- Born: 29 November 1954
- Died: 14 September 2025 (aged 70)
- Citizenship: South African
- Occupations: Political scientist, Social Scientist, Academic

Academic background
- Alma mater: Aberystwyth University

Academic work
- Discipline: International relations, Security studies, African politics
- Institutions: University of Pretoria

= Maxi Schoeman =

South African political scientist (1954–2025)

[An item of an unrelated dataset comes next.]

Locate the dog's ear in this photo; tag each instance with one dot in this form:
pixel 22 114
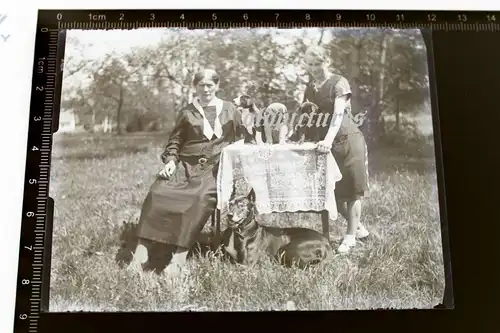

Maxi Schoeman (29 November 1954 – 14 September 2025) was a South African political scientist and a scholar of African international relations, peace and security studies. She held senior academic and leadership roles at the University of Pretoria and was recognised for her work on South African foreign policy, African security, feminist international relations, and peacebuilding.

==Education==
Maxi Schoeman was born on 29 November 1954. She earned her doctorate at Aberystwyth University, Wales.

==Academic career==
After completing her doctorate at Aberystwyth University, Schoeman returned to South Africa and joined the University of Pretoria (UP) in 2000, where she worked as a researcher and professor. From 2000 to 2019, she served as Head of the Department of Political Sciences and later as Deputy Dean of Postgraduate Studies in the Faculty of Humanities.

Schoeman's scholarship covered African peace and security, South African foreign policy, feminist approaches to international relations, African political economy, and human security. She also worked with institutions such as the African Leadership Centre, contributing to the establishment of a joint PhD awarding programme between King’s College London and the University of Pretoria. She contributed to research on the preservation and sustainability of world's oceans through her work with Institute for Security Studies (ISS). Dr. Ruth Murambadoro described her as “a great teacher of both life and practice”.

Schoeman co-edited The Texture of Dissent: Defiant Public Intellectuals in South Africa with Narnia Bohler-Muller, Vasu Reddy, Gregory Houston, and Heather Thuynsma. In African Studies Review, Alex Lichtenstein described it as a collection of 74 critical biographies of South African public intellectuals shaped by apartheid, post-apartheid inequality, and struggles for social change, while noting that the editors' definition of the “public intellectual” potentially underplays “class, gender, and other crosscutting categories of analysis.

==Death==
Schoeman died on 14 September 2025 at the age of 70.

==Selected publications==
- Reddy, V.; Bohler-Muller, N.; Houston, G.; Schoeman, M.; Thuynsma, H., eds. (2022). The Texture of Dissent: Defiant Public Intellectuals in South Africa. Cape Town: BestRed. ISBN 978-1-928246-57-2.
- Schoeman, M. (2010). South African Female Peacekeepers on Mission in Africa: Progress, Challenges and Policy Options for Increased Participation. Uppsala: Nordiska Afrikainstitutet.ISBN 978-91-7106-664-0.